I made some benchmarks for my presentation about Aeron, but I found out that if I use different tools for the same transport I got slightly different results.
For example, if I use HDR histograms I got the results that align with that numbers the maintainers are getting with their tests:
Also, I tried another cool library for java benchmarks – JLBH
But the results confuse me a bit…
First of all, I got 2 different versions of the benchmark:
Seems like JLBH encourage to use another thread for a listener, at least in that way some of the settings(such as throughput) make more sense, and the initial warmup prints some statistic. But I could be terribly wrong, please correct me if I am.
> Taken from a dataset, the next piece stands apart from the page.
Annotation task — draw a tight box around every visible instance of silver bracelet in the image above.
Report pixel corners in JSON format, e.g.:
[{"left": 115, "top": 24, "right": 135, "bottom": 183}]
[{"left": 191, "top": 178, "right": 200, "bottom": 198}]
But more importantly, the results of those benchmarks are completely different and doesn’t align with what I saw with HDR:
There is a big chance that I messed up somewhere but for now, all 3 benchmarks look more or less similar to me but with a different toolset.
Thank you a lot!
If someone would like to try this his own, you have to just run this script https://github.com/easy-logic/transport-benchmarks/blob/master/run-aeron.sh
to choose which version you want to run change the parameter
mainClassName over here:
there are 3 options:
- io.easylogic.benchmarks.AeronPingBenchmarkJlbhSingleThread (the default one)
You are seeing different results because the benchmarks are not measuring the same thing.
The AeronPingBenchmarkHdrHistogram is measuring just the ideal case, i.e. one message is being sent and then immediately consumed. There are no queuing effects as sender and receiver run in a lockstep. When a new message is created it gets a timestamp for this particular send attempt. However there is no limit as to how long the entire benchmark should run and hence no send rate can be defined. Imagine that one of the sends takes a long GC pause (e.g. 1 second) then only this send result will be bad but the rest will be unaffected.
JLBH benchmarks are different, because they add a notion of time. For example in your results a single run has a duration of 5 seconds, e.g.:
Run time: 5.0s
Correcting for co-ordinated:true
Target throughput:10000/s = 1 message every 100us
End to End: (50,000) 50/90 99/99.9 99.99 - worst was 14 / 16 20 / 1,660 3,770 - 4,010
OS Jitter (5,853) 50/90 99/99.9 99.99 - worst was 1.8 / 7.0 30 / 181 3,770 - 3,770
This changes the benchmark from send 50K messages to send 50K messages in 5 seconds. From the same example, JLBH determined that a target rate is 10K/sec and it will use this information to compute the message start time (
startTimeNS). In this case a GC pause of 1 second would affect all messages after this event, because at least 10K messages won’t be sent on time but also all further messages will be delayed by this pause. Thus the JLBH is trying to avoid the Coordinated Omission Problem. It seems it also has some logic to correct for CO and it was active in your benchmarks (e.g.
Correcting for co-ordinated:true) which might also skew the results.
Finally, the AeronPingBenchmarkJlbhSeparateThread benchmark has even worse results, because now you are seeing the queuing effects. The sender is sending faster then receiver can consume the queues build up, everything runs at max capacity and latency goes down the drain. Also your back-pressure handling code is not correct, i.e. you cannot use the same
IdleStrategy instance for both threads. You need to have two of them.
Have a look at the real-logic/benchmarks project which contains send/receive-style benchmarks for Aeron, gRPC and Kafka. It has its own benchmarking harness LoadTestRig that takes care or warmup, measurement, histograms etc. And it is trivial to add benchmarks for other systems.